Sap-happy workers tap trees



By Anna Michael
The Cincinnati Enquirer

[IMAGE] Jen Sayatovic of Hyde Park puts a spigot in a maple tree as Ed Westerkamp West Chester hangs a line.
(Tony Jones photo)
ANDERSON TWP. - Syrup soon will be flowing in Anderson Township.

Thirty people, including family, friends and curious residents, came out in Saturday's freezing rain to help tap 800-plus maple trees on the Motz family farm on Clough Pike.

Only 300 of the trees are on the Motz property, but 21 neighbors have given the Motzes permission to tap their trees for a small fee - a couple of bottles of their Clough Valley Maple Syrup.

"It works on a sharecropper basis," said Matt Motz, owner of the farm.

The Motz syrup business began in 1994 with six trees, one drill and some milk jugs. Bart Motz, Matt's son, said he initially decided to tap the trees because he always worked with older people who produced homemade products.

But it was Matt Motz, 61, and his cousin, Edmund, 78, who took the business from a stove in the kitchen to a $5,000 cooking machine in an authentic sugar shack in the back yard.

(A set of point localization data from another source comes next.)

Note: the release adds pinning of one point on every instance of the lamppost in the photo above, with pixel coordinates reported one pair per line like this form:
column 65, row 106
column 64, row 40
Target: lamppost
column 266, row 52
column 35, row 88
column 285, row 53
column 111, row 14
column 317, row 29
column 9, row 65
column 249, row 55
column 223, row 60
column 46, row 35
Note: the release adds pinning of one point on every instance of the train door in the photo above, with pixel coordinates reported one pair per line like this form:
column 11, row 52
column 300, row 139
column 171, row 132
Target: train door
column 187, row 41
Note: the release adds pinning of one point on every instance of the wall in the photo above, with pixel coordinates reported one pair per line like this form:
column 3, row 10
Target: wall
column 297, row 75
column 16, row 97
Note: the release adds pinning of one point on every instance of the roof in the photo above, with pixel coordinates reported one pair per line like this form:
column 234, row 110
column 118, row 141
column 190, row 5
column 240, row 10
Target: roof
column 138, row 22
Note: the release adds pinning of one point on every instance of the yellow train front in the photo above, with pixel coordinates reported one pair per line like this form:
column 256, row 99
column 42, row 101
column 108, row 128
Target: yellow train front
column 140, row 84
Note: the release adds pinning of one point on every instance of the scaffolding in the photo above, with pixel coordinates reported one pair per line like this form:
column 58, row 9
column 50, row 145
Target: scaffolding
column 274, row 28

"They decided we could go really big with it," Bart said.

And they did.

Last year the Motz farm produced 325 gallons of syrup, which requires an enormous amount of sap because the reduction ratio of sap to syrup is 50 to 1. "It takes one barrel of sap to make one gallon of syrup," Matt said.

In a single day last year 1,600 gallons of sap was collected.

"We were cooking away as it came in," Matt said. "We ran full-tilt for almost 24 hours."

Getting the sap from the trees and then to a holding barrel is the hardest part, Matt said.

More than 6 miles of tubing is used to transport the sap. Matt Motz described it like a vein system with many tubes each sloping downward to a single catch basin, just outside the sugar shack.

The labyrinth of tubing is permanent, so each winter all that needs to be done is drilling holes in the trees and plugging them with a spigot, called a spile.

And there is always plenty of help when it comes time to tap the trees.

"(The weather) is ideal for hiking," said Matt Gartner, who traveled from Edgewood, Ky. for the third year to participate. "It's nice, but I wish it wasn't raining."